Juego limpio
Es otra/acaso es otra/la que va recobrando/su pelo su vestido su manera/la que ahora/retoma/su vertical/su peso/y después de sesiones lujuriosas y tiernas/se sale por la puerta entera y pura/y no busca saber/no necesita/y no quiere saber/nada de nadie”.
Concluyó la fiesta del fútbol en Brasil y el llamado sexo fuerte se encuentra, por estos días, quizá más cerca que nunca del llamado sexo débil. Durante el torneo los señores desfogaron sus pasiones, lloraron sin aspavientos, aborrecieron el silencio, comprendieron el valor de la amistad, se otorgaron el derecho a la tontera, expusieron sus terrores, revelaron sus amores, y traspasaron las fronteras del ridículo; en otras palabras, dieron rienda suelta a las emociones, vivieron como lo hacemos diariamente las mujeres. Pero yo diría que ahora, una vez finalizado el jolgorio deportivo, el elemento masculino cruzó el umbral más punzante –se acercó a la quintaesencia femenina– al tener que experimentar la sensación apocalíptica que produce ese después consecutivo al goce, tan difícil de encarar para cualquier organismo que segregue andrógenos en abundancia. No sucede lo mismo en la mujer. Vinculada a la conciencia de la muerte, a lo inasible del deseo, lo efímero del amor, y la constancia de la pérdida, tras cada final puede reinventarse como el nuevo ser autosuficiente que asumiendo ese vacío se proclama triunfador y “no busca saber/no necesita/y no quiere saber/nada de nadie”. Un ser representado de forma magistral por la uruguaya Idea Vilariño en el poema “Después”, citado anteriormente.
Sí, los hombres están en duelo, y, durante cierto tiempo, apenas encontrarán motivos para acostarse o levantarse de la cama. Y con razón. El final de la magnífica campaña de la Selección Colombia entristeció a los colombianos, perdedores consuetudinarios. Sus triunfos enamoraron a una nación, consiguiendo rescatar, del cuarto de San Alejo, ese maltrecho mamotreto denominado orgullo patrio. Pero ya todo acabó, la Federación Internacional de Fútbol Asociado apagó las luminarias que alumbraron su espectáculo rentable, y se fue con el producido para otra parte. Que me excusen los lectores si no puedo hacer balance de gambetas, pases de profundidad, atajadas, cabezazos o penaltis (lo anterior fue fusilado de Wikipedia), lo que sí puedo decir es que, además de las incontables emociones y las escasas frustraciones, el paso de la Selección Colombia por Brasil encendió, como estrellas hipergigantes, dos palabras en el cielo tenebroso de esta patria: juego limpio. Ellas simbolizan, a mi modo de ver, la verdadera promesa.

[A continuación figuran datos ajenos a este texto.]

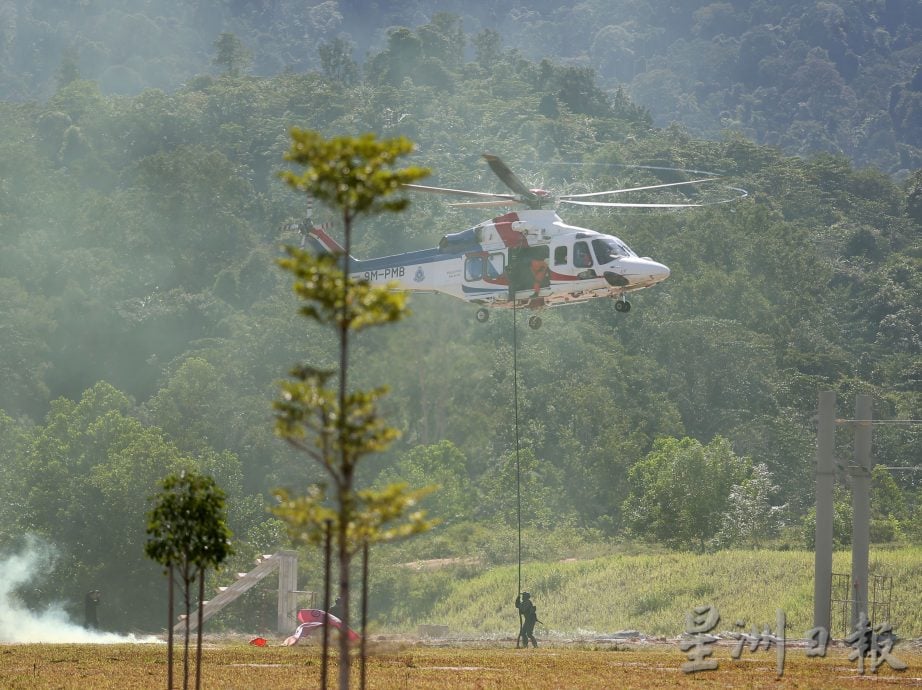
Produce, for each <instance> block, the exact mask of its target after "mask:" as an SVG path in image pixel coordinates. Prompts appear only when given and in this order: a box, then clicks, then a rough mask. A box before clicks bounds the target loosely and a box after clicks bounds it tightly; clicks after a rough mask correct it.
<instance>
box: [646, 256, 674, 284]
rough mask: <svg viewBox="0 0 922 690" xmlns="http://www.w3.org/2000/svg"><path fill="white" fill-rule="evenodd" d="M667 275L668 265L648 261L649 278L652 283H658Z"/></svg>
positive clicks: (668, 273)
mask: <svg viewBox="0 0 922 690" xmlns="http://www.w3.org/2000/svg"><path fill="white" fill-rule="evenodd" d="M668 277H669V267H668V266H664V265H663V264H661V263H658V262H656V261H651V262H650V280H652V281H653V282H654V283H658V282H660V281H661V280H666V278H668Z"/></svg>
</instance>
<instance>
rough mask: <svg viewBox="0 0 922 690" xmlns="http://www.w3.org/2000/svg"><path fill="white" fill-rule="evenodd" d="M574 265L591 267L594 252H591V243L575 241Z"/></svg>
mask: <svg viewBox="0 0 922 690" xmlns="http://www.w3.org/2000/svg"><path fill="white" fill-rule="evenodd" d="M573 265H574V266H576V267H577V268H589V267H590V266H592V254H590V253H589V245H588V244H586V243H585V242H576V243H574V245H573Z"/></svg>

Más allá de haber logrado un merecido quinto puesto, de tener al goleador más cotizado, y ojalá el gol más bonito del Mundial, ese premio al juego limpio resulta grandioso, teniendo en cuenta que esos muchachos nacieron y se criaron en la época más oscura del país del juego sucio. Y, como las grandes transformaciones comienzan en el lenguaje, quizá el legado más valioso que esos jóvenes le dejan a Colombia es el antídoto verbal contra tanta palabreja bochornosa con que nos han rotulado. En adelante, juego limpio es la consigna.